Failure stalks all climbers, and seven summits took 10 attempts. Mountains are fickle beasts that change their moods abruptly, and humans are fallible. In Denali, in North America, twice she falters: Once digging a toilet in the snow too close to her kitchen and poisoning herself, another time defeated by a storm.

In Elbrus, in Europe, the first time a fellow climber gets high-altitude cerebral oedema - when the brain swells with fluid - and they abort; the second time, she ascends, overstays her visa and is given temporary hospitality by Moscow police at the airport and escorted to her cell by 193cm-tall Russian women cradling guns.

Headline writers can sometimes attach a macho language to mountaineering, wherein peaks aren't climbed, but conquered. But she sees her ascents not as a vanquishing of mountains, but a "surrender" to them. There is something feminine, she says, to that approach, but there is something lyrical to it as well. It is interesting that such a rugged pursuit often produces such poetry from its practitioners. To hear her speak of mountains, like of her ascent of Everest in May 2012, is to listen to enchantment.

She talks of dawn breaking on the peak of Everest as if it were the first light in heaven. The sun at eye level, the 8,000m peaks below, her oxygen mask is pulled off and she is crying. "I felt so tiny and insignificant," she says. Later, she describes Antarctica, where she climbed Mount Vinson, as pristine, clean, quiet, lit by a sun that almost never leaves, this unending sweep of remote whiteness which feels as if she's stumbled onto "another planet".

On her travels she will walk past bodies, and have friends die, and once wave unknowingly at a man sitting still on a chair near a flask of water, who seems exhausted but is in fact dead. But so much had come to life as well. Accomplishment wasn't in the modelling invitations, film parts, advertising offers, marriage proposals - though she is human and thus vain enough to recite them all with a smile - but in the response from ordinary folk.
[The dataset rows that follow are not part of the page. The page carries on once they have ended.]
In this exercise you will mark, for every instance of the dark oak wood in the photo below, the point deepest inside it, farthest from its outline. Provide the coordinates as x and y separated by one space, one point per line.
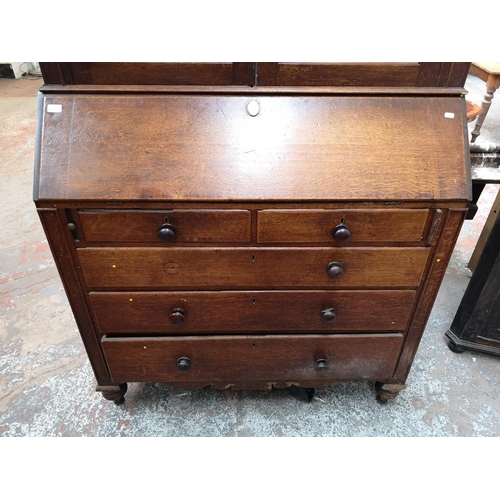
194 226
476 325
257 90
360 74
199 149
440 256
240 358
365 226
255 311
219 268
109 73
213 233
268 74
53 228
In the villages, the young women who call her "the girl who climbed the Everest of every continent", now want to follow her. The most ancient of inspirations is at work: She can do it, so can I. Some fathers tell her they've named their daughters after her; other fathers say: "We want you to train our daughters." She is the adventurer who is allowing young people from a low-lying land to glimpse a loftier terrain.

At 33, lives mostly start to take shape; at 33 she is in the midst of a memoir. Material will not be an issue. She's also working on a children's graphic novel about the journey of a little girl and a baby yeti, and this year will launch her foundation, Osel Bangladesh, whose mission is to empower adolescent girls through the outdoors. This is a woman still single and singular.

This is a story of a Bangladeshi, but it is more than a Bangladesh story. It is a story of choice, of setting forth, of challenging customs, of helping out, of inquisitiveness, of nature, of action and of a world out there beyond ourselves. It is the story of Wasfia Nazreen and it tells us what we should already know but still have to keep saying: Women can do anything.